Furthermore, it should be noted that, in this document, the terms "comprises," "comprising," or any other variation thereof, are intended to cover a non-exclusive inclusion, such that a process, method, article, or system that comprises a list of elements does not include only those elements but may include other elements not expressly listed or inherent to such process, method, article, or system. Without further limitation, an element defined by the phrase "comprising one … …" does not exclude the presence of other like elements in a process, method, article, or system that comprises the element.
The foregoing embodiment numbers of the present invention are merely for the purpose of description, and do not represent the advantages or disadvantages of the embodiments.
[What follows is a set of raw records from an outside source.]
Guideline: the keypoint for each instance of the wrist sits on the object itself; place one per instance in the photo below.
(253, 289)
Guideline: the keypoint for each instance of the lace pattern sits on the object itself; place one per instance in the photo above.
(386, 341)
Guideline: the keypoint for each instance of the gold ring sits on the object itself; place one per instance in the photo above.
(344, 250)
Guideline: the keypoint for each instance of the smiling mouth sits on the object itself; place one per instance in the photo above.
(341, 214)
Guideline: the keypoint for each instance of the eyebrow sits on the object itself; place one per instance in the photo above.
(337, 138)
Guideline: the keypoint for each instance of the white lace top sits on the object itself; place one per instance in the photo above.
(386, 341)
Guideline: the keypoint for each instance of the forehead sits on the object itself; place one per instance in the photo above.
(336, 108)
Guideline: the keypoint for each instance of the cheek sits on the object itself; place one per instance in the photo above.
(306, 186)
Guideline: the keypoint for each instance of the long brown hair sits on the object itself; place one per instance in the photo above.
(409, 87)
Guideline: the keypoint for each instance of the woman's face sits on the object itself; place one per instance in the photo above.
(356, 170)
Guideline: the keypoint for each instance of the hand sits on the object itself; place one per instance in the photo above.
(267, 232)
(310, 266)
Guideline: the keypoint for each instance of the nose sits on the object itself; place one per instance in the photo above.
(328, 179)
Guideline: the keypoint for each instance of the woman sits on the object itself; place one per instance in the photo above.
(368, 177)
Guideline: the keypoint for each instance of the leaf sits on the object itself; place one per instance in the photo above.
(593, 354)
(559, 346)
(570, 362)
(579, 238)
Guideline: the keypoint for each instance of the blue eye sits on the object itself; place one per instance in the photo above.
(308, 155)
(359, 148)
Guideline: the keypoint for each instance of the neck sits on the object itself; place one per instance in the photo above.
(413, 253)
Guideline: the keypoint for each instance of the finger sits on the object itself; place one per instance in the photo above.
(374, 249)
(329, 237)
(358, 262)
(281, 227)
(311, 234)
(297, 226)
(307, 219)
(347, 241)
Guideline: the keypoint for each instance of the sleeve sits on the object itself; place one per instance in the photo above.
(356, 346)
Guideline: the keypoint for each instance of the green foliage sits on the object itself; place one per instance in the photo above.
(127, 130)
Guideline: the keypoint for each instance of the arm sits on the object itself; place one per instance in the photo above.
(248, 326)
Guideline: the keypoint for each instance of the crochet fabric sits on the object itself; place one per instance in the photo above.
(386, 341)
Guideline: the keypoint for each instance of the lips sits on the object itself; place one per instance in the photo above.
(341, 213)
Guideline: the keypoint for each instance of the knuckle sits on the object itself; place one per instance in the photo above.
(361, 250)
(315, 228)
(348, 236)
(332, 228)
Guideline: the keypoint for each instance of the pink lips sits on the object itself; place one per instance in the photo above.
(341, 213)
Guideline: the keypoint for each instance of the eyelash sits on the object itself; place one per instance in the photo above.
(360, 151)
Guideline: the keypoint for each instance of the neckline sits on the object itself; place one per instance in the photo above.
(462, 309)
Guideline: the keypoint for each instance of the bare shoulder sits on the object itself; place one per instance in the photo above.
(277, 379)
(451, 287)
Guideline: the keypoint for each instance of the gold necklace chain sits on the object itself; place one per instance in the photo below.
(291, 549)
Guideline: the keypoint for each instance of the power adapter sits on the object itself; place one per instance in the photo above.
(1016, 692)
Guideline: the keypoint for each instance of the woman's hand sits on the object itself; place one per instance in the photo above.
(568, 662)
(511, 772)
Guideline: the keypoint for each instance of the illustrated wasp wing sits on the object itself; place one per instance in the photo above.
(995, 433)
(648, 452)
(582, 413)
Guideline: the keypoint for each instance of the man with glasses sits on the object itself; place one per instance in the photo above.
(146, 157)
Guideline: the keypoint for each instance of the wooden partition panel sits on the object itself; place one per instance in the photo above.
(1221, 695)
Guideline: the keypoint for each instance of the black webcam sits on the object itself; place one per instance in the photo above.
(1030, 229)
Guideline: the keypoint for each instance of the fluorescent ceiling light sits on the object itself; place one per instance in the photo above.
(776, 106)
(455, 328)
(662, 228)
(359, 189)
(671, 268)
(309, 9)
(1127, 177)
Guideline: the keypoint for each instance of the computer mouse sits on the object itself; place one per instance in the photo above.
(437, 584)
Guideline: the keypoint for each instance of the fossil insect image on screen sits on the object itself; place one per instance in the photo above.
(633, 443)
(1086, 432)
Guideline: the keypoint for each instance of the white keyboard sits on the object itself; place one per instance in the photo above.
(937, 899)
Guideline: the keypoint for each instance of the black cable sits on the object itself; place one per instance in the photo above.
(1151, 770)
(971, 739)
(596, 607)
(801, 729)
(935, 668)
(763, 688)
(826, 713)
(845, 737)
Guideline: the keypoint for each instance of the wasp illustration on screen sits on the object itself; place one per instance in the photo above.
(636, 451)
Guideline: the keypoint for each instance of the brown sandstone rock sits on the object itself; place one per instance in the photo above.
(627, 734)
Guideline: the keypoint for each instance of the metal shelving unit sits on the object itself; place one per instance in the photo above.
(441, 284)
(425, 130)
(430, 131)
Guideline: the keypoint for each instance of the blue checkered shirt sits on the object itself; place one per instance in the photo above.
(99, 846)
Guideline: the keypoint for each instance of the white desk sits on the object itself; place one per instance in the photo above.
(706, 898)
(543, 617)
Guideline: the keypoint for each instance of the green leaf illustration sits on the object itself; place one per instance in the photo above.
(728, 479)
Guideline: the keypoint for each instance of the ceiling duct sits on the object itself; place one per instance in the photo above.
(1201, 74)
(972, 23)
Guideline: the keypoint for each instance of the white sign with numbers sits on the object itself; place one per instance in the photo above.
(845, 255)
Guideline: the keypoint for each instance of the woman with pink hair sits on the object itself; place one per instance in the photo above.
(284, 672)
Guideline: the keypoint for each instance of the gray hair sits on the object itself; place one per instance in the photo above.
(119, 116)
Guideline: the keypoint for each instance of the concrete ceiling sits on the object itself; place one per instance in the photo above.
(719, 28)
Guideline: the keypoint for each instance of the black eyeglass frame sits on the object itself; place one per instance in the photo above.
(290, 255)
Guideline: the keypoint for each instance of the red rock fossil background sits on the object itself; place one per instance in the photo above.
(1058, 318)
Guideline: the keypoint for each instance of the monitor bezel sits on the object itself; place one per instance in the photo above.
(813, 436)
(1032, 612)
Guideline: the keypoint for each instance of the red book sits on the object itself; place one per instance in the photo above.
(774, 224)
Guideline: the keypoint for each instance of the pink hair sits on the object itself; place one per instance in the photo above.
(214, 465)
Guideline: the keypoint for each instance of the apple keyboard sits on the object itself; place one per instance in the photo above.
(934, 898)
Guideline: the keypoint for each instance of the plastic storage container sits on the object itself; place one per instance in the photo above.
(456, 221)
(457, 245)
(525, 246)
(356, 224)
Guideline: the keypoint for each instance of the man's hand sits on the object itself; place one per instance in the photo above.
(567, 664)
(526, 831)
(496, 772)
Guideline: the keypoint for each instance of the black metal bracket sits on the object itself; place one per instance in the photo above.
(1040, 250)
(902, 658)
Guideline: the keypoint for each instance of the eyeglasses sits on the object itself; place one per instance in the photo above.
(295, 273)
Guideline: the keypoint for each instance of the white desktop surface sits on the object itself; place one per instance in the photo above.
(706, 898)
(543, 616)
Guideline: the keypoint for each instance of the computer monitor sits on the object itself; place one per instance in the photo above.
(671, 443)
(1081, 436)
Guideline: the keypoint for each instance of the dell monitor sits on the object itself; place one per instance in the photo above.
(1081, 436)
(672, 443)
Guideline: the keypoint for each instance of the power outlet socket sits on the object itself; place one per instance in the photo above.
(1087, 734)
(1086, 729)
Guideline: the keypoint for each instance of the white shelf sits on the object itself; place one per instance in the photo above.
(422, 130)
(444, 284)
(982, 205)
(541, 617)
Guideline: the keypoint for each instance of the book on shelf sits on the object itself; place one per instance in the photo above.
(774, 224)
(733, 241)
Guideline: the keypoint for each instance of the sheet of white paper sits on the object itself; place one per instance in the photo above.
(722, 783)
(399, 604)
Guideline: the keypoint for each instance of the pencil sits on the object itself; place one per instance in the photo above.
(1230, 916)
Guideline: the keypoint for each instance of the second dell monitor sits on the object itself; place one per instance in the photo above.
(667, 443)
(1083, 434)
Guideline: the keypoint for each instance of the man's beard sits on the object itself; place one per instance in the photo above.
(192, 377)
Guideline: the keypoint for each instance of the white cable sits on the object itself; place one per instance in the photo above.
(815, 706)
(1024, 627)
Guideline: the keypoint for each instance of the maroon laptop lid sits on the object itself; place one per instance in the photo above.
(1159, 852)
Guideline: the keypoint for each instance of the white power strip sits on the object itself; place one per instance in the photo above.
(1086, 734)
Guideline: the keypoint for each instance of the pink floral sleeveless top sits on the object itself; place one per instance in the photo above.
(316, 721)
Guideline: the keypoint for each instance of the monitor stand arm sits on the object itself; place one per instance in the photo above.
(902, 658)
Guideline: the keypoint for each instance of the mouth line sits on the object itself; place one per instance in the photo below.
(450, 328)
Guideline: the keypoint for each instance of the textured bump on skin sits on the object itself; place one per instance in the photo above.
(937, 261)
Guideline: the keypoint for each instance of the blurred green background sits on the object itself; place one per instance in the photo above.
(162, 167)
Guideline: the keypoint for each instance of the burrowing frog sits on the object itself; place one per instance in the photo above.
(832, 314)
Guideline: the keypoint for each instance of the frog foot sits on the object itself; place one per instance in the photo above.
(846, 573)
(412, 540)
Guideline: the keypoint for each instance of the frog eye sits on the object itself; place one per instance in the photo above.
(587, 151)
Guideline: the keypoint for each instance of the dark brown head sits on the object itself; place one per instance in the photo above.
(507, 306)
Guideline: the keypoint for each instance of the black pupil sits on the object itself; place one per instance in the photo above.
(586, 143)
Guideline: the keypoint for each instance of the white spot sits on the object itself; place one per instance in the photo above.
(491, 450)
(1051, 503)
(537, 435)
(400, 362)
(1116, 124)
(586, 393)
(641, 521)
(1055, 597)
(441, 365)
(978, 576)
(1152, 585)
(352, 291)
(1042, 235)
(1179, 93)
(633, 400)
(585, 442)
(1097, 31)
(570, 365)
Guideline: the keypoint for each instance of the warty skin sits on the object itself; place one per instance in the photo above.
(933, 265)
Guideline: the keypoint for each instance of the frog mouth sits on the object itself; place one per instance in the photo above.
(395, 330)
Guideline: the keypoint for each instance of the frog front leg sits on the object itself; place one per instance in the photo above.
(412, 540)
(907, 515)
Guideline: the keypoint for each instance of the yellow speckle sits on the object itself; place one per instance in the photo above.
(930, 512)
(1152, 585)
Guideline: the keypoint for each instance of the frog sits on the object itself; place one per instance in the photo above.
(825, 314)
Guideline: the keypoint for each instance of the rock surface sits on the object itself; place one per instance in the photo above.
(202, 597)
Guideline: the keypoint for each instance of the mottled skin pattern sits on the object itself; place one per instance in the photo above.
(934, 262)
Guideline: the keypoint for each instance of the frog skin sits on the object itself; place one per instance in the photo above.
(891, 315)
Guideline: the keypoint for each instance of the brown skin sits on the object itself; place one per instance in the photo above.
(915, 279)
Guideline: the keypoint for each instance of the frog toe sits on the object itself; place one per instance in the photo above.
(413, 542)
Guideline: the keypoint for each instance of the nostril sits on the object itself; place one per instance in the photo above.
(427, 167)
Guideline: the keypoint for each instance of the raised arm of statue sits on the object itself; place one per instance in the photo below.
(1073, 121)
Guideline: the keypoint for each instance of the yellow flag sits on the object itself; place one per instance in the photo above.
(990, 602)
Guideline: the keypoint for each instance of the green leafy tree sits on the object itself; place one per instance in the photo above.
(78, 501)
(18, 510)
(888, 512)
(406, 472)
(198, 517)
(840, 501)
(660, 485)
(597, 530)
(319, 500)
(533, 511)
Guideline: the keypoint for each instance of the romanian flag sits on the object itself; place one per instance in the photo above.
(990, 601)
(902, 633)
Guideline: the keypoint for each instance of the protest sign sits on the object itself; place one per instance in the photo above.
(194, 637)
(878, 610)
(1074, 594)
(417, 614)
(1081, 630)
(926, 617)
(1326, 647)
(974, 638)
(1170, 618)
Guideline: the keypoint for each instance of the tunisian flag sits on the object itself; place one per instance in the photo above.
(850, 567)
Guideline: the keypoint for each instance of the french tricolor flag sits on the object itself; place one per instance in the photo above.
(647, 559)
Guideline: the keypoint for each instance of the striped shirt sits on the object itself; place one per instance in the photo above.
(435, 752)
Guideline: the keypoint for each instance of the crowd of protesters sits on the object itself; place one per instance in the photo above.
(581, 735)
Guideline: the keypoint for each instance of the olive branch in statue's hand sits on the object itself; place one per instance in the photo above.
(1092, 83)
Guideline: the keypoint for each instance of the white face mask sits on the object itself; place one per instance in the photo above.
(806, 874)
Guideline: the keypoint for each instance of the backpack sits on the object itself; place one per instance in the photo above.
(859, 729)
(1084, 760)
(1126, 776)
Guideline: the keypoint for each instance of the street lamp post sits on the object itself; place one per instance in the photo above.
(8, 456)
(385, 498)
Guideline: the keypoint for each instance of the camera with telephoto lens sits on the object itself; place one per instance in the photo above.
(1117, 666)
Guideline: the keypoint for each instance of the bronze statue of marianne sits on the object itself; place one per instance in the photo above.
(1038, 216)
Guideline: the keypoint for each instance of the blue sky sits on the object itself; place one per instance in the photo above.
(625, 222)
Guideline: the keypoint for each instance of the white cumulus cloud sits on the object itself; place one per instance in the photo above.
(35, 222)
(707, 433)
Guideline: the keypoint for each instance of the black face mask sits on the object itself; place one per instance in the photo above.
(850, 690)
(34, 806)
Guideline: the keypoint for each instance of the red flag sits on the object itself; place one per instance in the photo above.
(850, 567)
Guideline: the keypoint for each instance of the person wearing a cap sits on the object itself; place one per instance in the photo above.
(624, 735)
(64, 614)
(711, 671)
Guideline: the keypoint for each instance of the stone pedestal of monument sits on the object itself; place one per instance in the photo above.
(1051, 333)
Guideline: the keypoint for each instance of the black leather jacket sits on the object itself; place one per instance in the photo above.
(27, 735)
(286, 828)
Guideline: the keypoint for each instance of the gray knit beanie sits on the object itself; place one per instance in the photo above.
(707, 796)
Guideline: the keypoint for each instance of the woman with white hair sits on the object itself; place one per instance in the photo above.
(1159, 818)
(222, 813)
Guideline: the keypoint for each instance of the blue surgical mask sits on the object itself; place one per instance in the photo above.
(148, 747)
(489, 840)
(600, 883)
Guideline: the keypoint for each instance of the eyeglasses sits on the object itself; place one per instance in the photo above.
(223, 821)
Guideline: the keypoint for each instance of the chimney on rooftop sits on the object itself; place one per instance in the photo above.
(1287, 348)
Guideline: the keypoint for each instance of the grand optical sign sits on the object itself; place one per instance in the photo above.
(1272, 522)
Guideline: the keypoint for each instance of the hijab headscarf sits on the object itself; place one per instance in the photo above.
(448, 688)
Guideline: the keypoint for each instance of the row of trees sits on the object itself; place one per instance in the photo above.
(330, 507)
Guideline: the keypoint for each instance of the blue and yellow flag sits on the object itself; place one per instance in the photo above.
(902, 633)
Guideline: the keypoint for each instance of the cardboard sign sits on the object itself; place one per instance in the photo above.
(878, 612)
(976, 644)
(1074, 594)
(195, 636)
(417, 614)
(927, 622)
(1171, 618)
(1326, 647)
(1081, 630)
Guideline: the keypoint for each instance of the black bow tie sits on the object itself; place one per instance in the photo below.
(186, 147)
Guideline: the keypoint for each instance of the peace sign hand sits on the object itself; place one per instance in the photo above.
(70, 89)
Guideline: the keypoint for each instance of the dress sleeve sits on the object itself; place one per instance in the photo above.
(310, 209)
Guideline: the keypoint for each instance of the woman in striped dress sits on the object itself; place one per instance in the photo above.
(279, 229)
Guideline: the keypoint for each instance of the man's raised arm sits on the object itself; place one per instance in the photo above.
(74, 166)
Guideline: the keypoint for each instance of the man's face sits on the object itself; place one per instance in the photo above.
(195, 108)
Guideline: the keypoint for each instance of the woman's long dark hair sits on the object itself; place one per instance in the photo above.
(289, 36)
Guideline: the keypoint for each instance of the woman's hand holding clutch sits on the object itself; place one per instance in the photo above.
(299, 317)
From the above description of the embodiments, it will be clear to those skilled in the art that the above-described embodiment method may be implemented by means of software plus a necessary general hardware platform, but of course may also be implemented by means of hardware, but in many cases the former is a preferred embodiment. Based on such understanding, the technical solution of the present invention may be embodied essentially or in a part contributing to the prior art in the form of a software product stored in a storage medium (e.g. Read Only Memory)/RAM, magnetic disk, optical disk) and including several instructions for causing a terminal device (which may be a mobile phone, a computer, a server, or a network device, etc.) to perform the method according to the embodiments of the present invention.
The foregoing description is only of the preferred embodiments of the present invention, and is not intended to limit the scope of the invention, but rather is intended to cover any equivalents of the structures or equivalent processes disclosed herein or in the alternative, which may be employed directly or indirectly in other related arts.
Claims (10)
1. The liquid supply sledge fault analysis method is characterized by comprising the following steps:
performing operation monitoring on each module of the target liquid supply sledge to obtain original monitoring data corresponding to each module;
extracting the characteristics of the original monitoring data to obtain data characteristic values corresponding to the original monitoring data;
comparing each data characteristic value with a monitoring threshold value corresponding to each module;
determining running state information of each module based on the comparison result, and performing fault analysis on the target liquid supply sledge based on the running state information;
and carrying out early warning based on the fault analysis result of the target liquid supply sledge.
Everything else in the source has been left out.